News Article Extraction

import requests

# Extract article metadata
response = requests.post(
    "https://api.alterlab.io/api/v1/scrape",
    headers={"X-API-Key": "YOUR_API_KEY"},
    json={
        "url": "https://news.example.com/article/breaking-news",
        "extraction_schema": {
            "type": "object",
            "properties": {
                "title": {"type": "string"},
                "author": {"type": "string"},
                "published": {"type": "string"},
                "description": {"type": "string"}
            }
        }
    }
)

article = response.json()["filtered_content"]

# Result:
# {
#   "title": "Breaking News: Major Discovery",
#   "author": "John Doe",
#   "published": "2024-01-15T10:30:00Z",
#   "description": "Scientists announce breakthrough..."
# }

Best Practices

1. Use User-Friendly Field Names

Prefer title over name for products, price over amount. Aliases will find the right source field.

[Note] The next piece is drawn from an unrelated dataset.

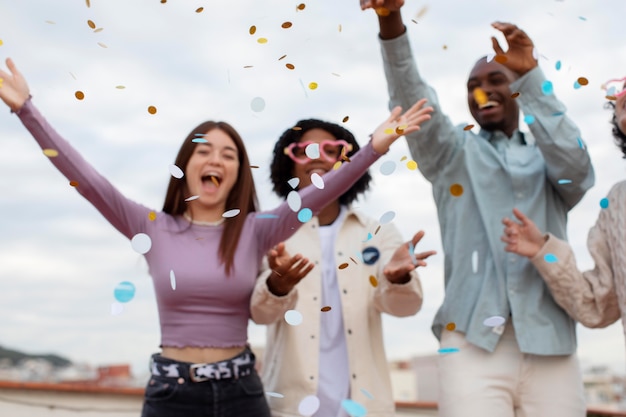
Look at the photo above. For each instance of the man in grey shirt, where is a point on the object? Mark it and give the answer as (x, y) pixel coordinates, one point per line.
(508, 348)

2. Specify Types for Coercion

Always specify "type" in your schema. This enables automatic type conversion (string→number, string→boolean).

3. Handle Missing Fields

Not all fields will be present on every page. Check if fields exist: filtered.get('field', default_value)

4. Use Default Values

Specify defaults in your schema: {"price": {"type": "number", "default": 0}}

5. Keep Full Extraction Available

filtered_content is separate from content. The full extraction is always available if you need additional fields.

6. Test Your Schema

Use the Interactive Playground to test your schema on sample URLs before integrating into production.